The midwife, however, does seem to understand that this will be a long and somewhat fruitless venture, and leaves the daughter with a protective charm, asking the gods to protect her while she waits for the liver.

It is no surprise to anyone, of course, that the midwife can not find a single family willing to sacrifice their child’s liver for her charge, and many years pass, her efforts unrewarded.

It happens that during a storm one night, the midwife, distressed and frantic for her poor charge, decides that she must change her tactics. She lies in wait on the side of the road with cooking knife, determined to take the liver she needs at the next opportunity.

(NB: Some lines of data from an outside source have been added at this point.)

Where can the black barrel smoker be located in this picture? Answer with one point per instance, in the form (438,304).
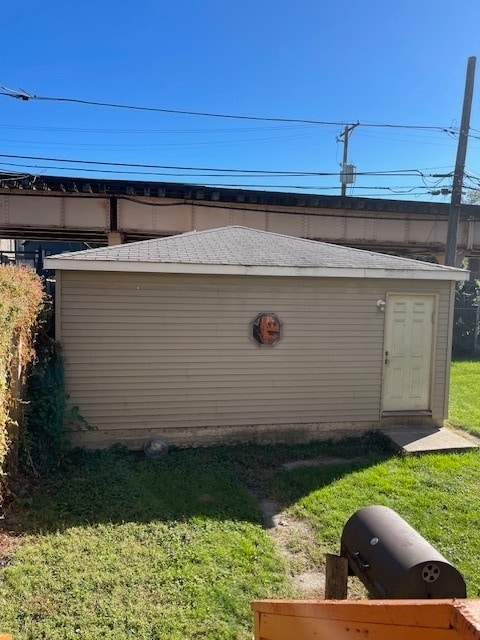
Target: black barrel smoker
(394,561)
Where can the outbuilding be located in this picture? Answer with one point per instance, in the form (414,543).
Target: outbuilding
(237,334)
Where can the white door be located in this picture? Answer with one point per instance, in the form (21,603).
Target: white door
(409,331)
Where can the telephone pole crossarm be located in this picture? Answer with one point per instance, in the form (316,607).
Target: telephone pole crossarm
(455,202)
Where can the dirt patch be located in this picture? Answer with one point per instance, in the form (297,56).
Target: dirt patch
(9,541)
(296,543)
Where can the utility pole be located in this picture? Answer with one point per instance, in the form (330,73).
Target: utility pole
(454,214)
(343,174)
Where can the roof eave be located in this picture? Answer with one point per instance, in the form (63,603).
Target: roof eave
(60,264)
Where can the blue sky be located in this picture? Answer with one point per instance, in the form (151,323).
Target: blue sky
(371,61)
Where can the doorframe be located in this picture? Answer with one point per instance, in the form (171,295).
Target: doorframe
(424,294)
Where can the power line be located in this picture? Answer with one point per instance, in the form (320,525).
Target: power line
(222,172)
(23,95)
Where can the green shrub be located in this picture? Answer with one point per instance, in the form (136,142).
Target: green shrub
(21,299)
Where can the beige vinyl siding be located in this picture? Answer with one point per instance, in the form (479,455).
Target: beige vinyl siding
(171,355)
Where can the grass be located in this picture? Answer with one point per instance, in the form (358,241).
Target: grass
(465,395)
(120,546)
(116,545)
(437,494)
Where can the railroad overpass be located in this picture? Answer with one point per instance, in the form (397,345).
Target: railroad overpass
(114,211)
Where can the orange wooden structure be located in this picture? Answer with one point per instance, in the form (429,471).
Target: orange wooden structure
(367,619)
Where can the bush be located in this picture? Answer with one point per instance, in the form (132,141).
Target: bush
(21,299)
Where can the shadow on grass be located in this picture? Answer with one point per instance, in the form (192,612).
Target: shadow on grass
(117,486)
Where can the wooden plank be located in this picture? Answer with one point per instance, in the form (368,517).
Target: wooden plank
(374,619)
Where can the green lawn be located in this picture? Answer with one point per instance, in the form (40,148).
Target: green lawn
(119,546)
(465,395)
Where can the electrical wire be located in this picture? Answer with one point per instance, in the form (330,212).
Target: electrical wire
(221,171)
(23,95)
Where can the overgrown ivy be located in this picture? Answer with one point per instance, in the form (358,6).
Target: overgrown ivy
(44,439)
(21,299)
(465,329)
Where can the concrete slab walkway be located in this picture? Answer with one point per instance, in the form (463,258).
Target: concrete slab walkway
(416,440)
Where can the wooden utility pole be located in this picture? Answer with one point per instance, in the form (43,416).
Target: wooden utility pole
(454,215)
(345,134)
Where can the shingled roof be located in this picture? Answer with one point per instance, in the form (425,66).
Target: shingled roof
(245,251)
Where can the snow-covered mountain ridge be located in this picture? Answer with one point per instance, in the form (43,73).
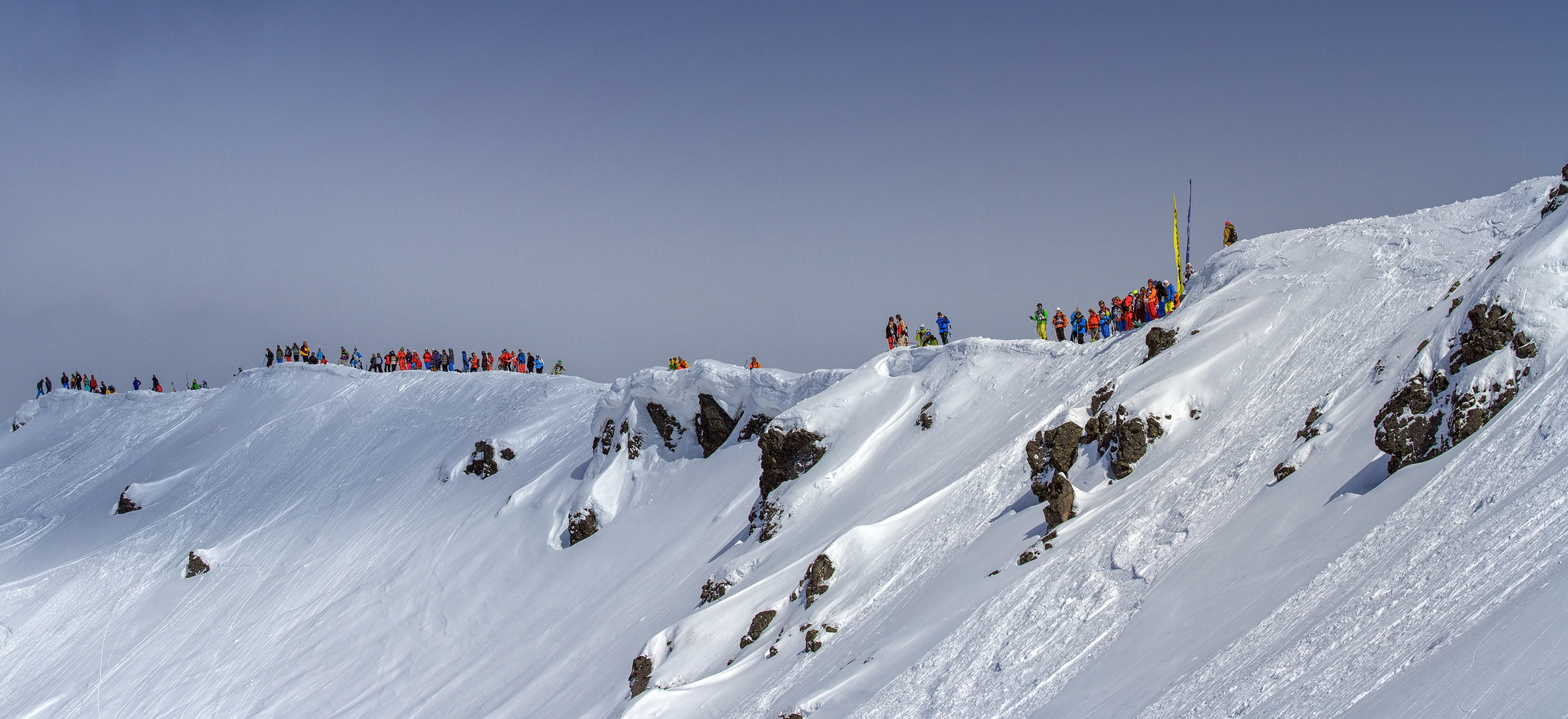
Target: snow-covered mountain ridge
(356,571)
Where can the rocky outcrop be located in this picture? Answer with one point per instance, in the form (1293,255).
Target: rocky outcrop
(712,425)
(1423,419)
(712,591)
(482,461)
(668,428)
(126,503)
(1054,449)
(759,624)
(1131,439)
(1159,340)
(1057,495)
(582,525)
(196,566)
(1405,427)
(1474,407)
(1554,200)
(1051,455)
(641,671)
(605,437)
(817,577)
(1101,398)
(787,456)
(755,427)
(1491,330)
(1282,471)
(1308,431)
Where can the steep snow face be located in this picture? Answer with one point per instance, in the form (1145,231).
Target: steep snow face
(907,571)
(657,417)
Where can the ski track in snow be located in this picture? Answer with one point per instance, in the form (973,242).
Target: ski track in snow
(358,573)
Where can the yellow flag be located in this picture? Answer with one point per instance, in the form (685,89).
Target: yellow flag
(1176,238)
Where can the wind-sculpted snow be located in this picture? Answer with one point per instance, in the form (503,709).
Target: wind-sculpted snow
(356,571)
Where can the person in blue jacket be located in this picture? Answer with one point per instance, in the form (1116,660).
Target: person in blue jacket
(943,326)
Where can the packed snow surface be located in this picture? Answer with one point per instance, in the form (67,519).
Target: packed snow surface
(358,573)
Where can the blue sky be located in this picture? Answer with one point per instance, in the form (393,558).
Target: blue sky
(184,184)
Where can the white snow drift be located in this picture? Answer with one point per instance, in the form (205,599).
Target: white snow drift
(356,571)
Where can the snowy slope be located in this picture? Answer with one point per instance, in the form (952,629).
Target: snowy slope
(356,571)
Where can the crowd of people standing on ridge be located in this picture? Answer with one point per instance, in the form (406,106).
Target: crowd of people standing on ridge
(404,360)
(1123,314)
(899,333)
(90,383)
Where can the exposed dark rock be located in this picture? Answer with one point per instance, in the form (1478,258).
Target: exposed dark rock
(195,566)
(582,525)
(1308,431)
(1283,472)
(712,425)
(712,591)
(641,671)
(1491,330)
(1052,449)
(755,427)
(759,624)
(1101,397)
(1523,347)
(1404,429)
(765,516)
(817,577)
(604,437)
(787,456)
(1132,442)
(1159,340)
(126,505)
(1098,429)
(1473,409)
(1057,497)
(482,461)
(668,428)
(811,641)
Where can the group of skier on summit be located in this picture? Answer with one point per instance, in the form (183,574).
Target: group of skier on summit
(405,360)
(1123,314)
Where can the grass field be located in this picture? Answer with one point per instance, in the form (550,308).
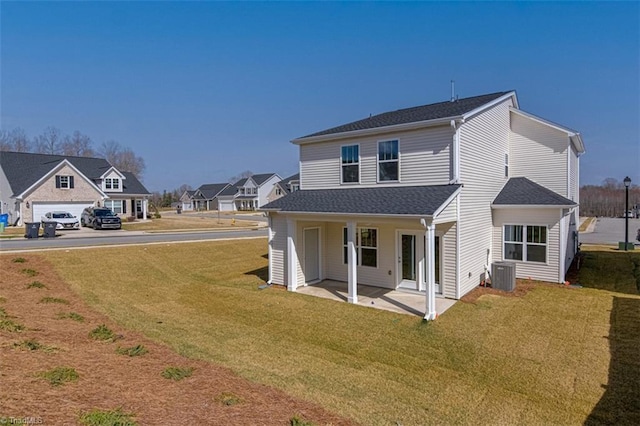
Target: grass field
(545,358)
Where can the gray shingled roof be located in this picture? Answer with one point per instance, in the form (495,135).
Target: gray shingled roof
(403,200)
(284,183)
(262,178)
(521,191)
(23,169)
(411,115)
(212,190)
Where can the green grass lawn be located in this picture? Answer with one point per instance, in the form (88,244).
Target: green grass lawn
(544,358)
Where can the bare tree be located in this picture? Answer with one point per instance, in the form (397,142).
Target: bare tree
(123,159)
(14,140)
(50,141)
(77,144)
(245,174)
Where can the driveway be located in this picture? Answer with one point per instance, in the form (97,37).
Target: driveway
(610,230)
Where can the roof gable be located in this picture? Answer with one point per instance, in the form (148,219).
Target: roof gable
(440,110)
(521,191)
(212,190)
(383,201)
(24,169)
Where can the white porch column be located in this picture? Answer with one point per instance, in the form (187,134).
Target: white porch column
(292,268)
(430,259)
(352,260)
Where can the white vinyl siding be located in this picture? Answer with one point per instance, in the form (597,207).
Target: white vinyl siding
(484,140)
(574,176)
(425,159)
(543,217)
(539,152)
(278,249)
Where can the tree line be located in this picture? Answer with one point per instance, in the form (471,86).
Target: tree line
(607,199)
(53,141)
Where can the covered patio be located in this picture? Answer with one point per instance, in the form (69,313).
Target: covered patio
(400,301)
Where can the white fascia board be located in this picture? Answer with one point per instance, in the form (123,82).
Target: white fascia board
(446,203)
(532,206)
(375,130)
(52,172)
(575,136)
(112,169)
(491,104)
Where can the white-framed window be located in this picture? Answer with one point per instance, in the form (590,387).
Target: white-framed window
(366,247)
(114,205)
(526,243)
(112,183)
(506,165)
(388,161)
(64,182)
(350,164)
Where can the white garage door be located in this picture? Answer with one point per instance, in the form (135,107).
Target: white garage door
(40,209)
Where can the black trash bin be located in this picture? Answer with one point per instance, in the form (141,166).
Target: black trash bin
(32,229)
(49,229)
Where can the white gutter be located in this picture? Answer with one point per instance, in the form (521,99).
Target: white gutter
(375,130)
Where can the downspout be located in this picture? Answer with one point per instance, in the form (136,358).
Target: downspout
(269,249)
(455,125)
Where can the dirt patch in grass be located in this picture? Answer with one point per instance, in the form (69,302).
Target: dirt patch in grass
(107,380)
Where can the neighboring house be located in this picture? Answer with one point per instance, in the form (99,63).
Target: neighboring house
(248,194)
(203,198)
(186,201)
(427,198)
(284,187)
(34,184)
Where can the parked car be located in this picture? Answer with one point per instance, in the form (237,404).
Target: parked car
(100,218)
(65,220)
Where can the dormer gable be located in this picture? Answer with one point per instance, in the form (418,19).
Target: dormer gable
(112,180)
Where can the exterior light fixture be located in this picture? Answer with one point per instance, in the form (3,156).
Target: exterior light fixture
(627,183)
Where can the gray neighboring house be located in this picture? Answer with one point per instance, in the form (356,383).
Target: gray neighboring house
(248,194)
(428,198)
(34,184)
(284,187)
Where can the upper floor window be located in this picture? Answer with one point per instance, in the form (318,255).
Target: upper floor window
(388,163)
(112,183)
(525,242)
(350,164)
(64,182)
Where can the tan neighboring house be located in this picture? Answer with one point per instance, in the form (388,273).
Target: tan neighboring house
(284,187)
(428,198)
(34,184)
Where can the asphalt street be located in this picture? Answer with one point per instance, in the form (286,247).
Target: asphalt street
(74,239)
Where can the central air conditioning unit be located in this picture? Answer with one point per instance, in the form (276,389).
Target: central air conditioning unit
(503,276)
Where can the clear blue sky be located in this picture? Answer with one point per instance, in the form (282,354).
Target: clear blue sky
(204,91)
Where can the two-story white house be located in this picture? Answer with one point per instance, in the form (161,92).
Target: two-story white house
(427,198)
(33,184)
(249,193)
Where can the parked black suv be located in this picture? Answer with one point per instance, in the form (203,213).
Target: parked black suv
(100,218)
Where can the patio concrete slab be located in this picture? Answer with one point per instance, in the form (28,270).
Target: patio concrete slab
(400,301)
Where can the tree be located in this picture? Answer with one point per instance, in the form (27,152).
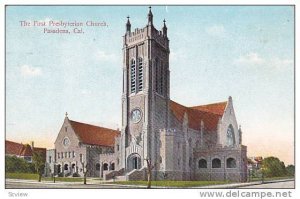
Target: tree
(149,172)
(290,169)
(85,170)
(273,167)
(39,163)
(14,164)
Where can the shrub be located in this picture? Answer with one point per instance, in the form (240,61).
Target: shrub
(14,164)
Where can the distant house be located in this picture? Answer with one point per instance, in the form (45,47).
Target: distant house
(24,151)
(254,163)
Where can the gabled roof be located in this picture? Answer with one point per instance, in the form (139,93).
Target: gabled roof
(94,135)
(13,148)
(26,150)
(216,108)
(209,114)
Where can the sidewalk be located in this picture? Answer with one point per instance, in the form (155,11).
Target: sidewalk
(105,183)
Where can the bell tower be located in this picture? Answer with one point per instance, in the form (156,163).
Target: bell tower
(145,96)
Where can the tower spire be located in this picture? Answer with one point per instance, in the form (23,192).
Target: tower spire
(150,17)
(165,29)
(128,25)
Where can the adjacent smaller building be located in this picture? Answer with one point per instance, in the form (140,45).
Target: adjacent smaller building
(77,149)
(24,151)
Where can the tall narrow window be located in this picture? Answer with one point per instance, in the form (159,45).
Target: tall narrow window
(161,78)
(156,65)
(132,76)
(140,74)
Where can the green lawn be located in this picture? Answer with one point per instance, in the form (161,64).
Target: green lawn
(272,178)
(168,183)
(31,176)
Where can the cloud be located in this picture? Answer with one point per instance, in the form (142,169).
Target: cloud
(216,30)
(281,63)
(254,59)
(250,59)
(30,71)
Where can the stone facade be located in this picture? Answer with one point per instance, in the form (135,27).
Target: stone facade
(182,143)
(173,137)
(74,154)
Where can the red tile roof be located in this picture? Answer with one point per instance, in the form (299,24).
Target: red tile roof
(13,148)
(209,114)
(94,135)
(216,108)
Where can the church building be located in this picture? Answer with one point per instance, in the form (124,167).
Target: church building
(182,143)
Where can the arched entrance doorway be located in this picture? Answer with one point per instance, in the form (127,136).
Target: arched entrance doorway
(133,162)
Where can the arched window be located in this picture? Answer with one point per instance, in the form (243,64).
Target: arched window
(231,163)
(59,168)
(157,75)
(161,78)
(105,166)
(202,163)
(112,166)
(140,73)
(230,138)
(216,163)
(97,167)
(190,162)
(133,76)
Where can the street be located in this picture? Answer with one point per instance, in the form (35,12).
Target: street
(23,184)
(282,185)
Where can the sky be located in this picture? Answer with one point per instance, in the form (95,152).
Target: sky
(246,52)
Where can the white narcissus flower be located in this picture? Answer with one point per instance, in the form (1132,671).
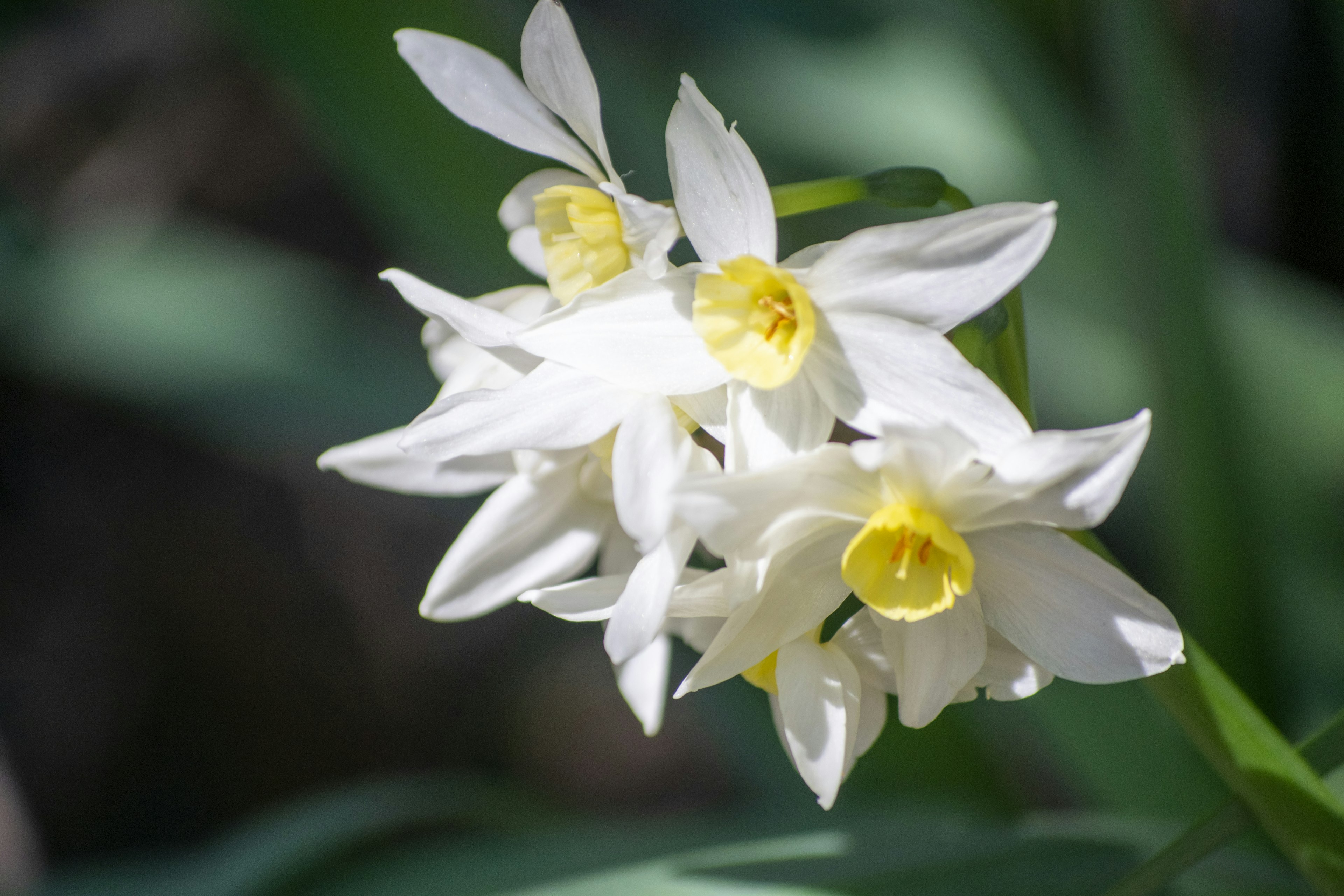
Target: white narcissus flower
(596,469)
(695,613)
(780,350)
(940,538)
(577,230)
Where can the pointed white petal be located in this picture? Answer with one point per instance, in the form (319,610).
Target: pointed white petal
(734,511)
(1068,609)
(580,601)
(378,461)
(766,428)
(487,94)
(643,606)
(721,192)
(802,588)
(1066,479)
(478,324)
(643,680)
(709,409)
(620,554)
(650,457)
(819,706)
(650,230)
(704,596)
(934,657)
(1008,675)
(519,207)
(875,371)
(533,532)
(558,75)
(937,272)
(553,407)
(861,639)
(632,331)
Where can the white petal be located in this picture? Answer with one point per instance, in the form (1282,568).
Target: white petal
(1066,479)
(1068,609)
(581,601)
(643,680)
(802,588)
(519,207)
(819,705)
(525,245)
(1008,675)
(478,324)
(533,532)
(733,511)
(721,192)
(861,639)
(709,409)
(378,461)
(632,331)
(702,596)
(875,371)
(937,272)
(650,230)
(650,457)
(873,719)
(934,657)
(487,94)
(643,606)
(553,407)
(769,426)
(558,75)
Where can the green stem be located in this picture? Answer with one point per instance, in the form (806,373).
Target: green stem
(1324,750)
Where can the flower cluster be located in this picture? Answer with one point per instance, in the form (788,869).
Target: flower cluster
(592,406)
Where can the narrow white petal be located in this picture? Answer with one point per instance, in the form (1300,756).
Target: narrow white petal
(1008,673)
(381,463)
(1066,479)
(934,657)
(476,323)
(734,511)
(557,73)
(875,371)
(802,588)
(709,409)
(553,407)
(861,639)
(632,331)
(487,94)
(650,457)
(721,192)
(643,606)
(937,272)
(650,230)
(581,601)
(533,532)
(766,428)
(643,680)
(819,705)
(519,206)
(1068,609)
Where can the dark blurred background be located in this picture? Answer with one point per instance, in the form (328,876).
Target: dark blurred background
(197,198)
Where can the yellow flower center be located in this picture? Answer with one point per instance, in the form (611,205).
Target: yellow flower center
(756,320)
(908,564)
(581,240)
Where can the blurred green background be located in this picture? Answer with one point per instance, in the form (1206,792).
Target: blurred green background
(213,679)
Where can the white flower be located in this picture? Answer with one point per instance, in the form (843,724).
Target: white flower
(596,467)
(779,350)
(941,538)
(579,230)
(695,614)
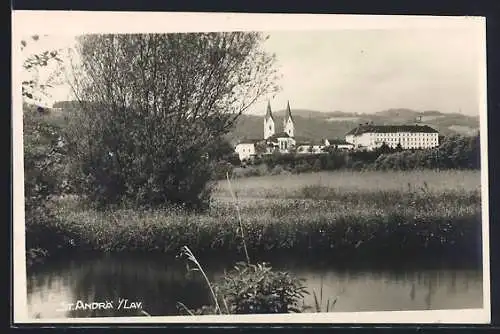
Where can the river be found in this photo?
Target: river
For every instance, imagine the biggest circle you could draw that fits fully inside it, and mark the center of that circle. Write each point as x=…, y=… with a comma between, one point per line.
x=158, y=283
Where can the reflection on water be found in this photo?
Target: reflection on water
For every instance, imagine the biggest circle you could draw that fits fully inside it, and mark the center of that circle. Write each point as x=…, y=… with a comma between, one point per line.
x=159, y=285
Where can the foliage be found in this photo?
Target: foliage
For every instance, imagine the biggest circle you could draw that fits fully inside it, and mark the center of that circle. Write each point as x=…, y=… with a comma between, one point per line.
x=363, y=216
x=154, y=106
x=44, y=163
x=32, y=88
x=455, y=152
x=251, y=289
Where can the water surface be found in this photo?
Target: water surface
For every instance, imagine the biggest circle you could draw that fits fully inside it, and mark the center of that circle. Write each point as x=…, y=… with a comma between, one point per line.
x=159, y=283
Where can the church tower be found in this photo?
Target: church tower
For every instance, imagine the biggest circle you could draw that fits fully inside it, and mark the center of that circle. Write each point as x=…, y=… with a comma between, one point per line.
x=268, y=122
x=288, y=122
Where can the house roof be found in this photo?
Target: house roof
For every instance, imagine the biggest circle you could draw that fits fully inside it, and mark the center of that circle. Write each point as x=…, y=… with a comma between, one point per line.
x=370, y=128
x=337, y=141
x=248, y=141
x=279, y=135
x=310, y=142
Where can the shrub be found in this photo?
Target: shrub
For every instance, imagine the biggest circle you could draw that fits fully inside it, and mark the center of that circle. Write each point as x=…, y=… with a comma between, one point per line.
x=147, y=141
x=251, y=289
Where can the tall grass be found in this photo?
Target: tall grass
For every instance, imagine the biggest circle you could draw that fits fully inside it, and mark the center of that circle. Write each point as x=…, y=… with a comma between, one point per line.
x=314, y=218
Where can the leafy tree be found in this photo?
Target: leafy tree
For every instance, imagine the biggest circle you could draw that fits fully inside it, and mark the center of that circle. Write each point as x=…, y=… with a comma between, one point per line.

A pregnant woman rounds the corner.
Diving out from the bushes, the midwife grabs and binds the pregnant woman, slicing open her belly and making short work of the child within. The liver finally in bloody hand, the midwife screams in tortured relief, but a glint on the woman stills her: a charm.
The same protective charm she had given to that baby girl all those years ago.

Her charge.
Horrified in this gruesome discovery, the midwife rips her own robes, the depths of her despair calling forth demons that soon possess her. She eats the liver she had stolen for and from her charge, and becomes a full-fledged yokai.
She escapes to the mountains, becoming feral and grotesque, though the curse of the yokai always brings her back to the roadsides, to find more infant livers.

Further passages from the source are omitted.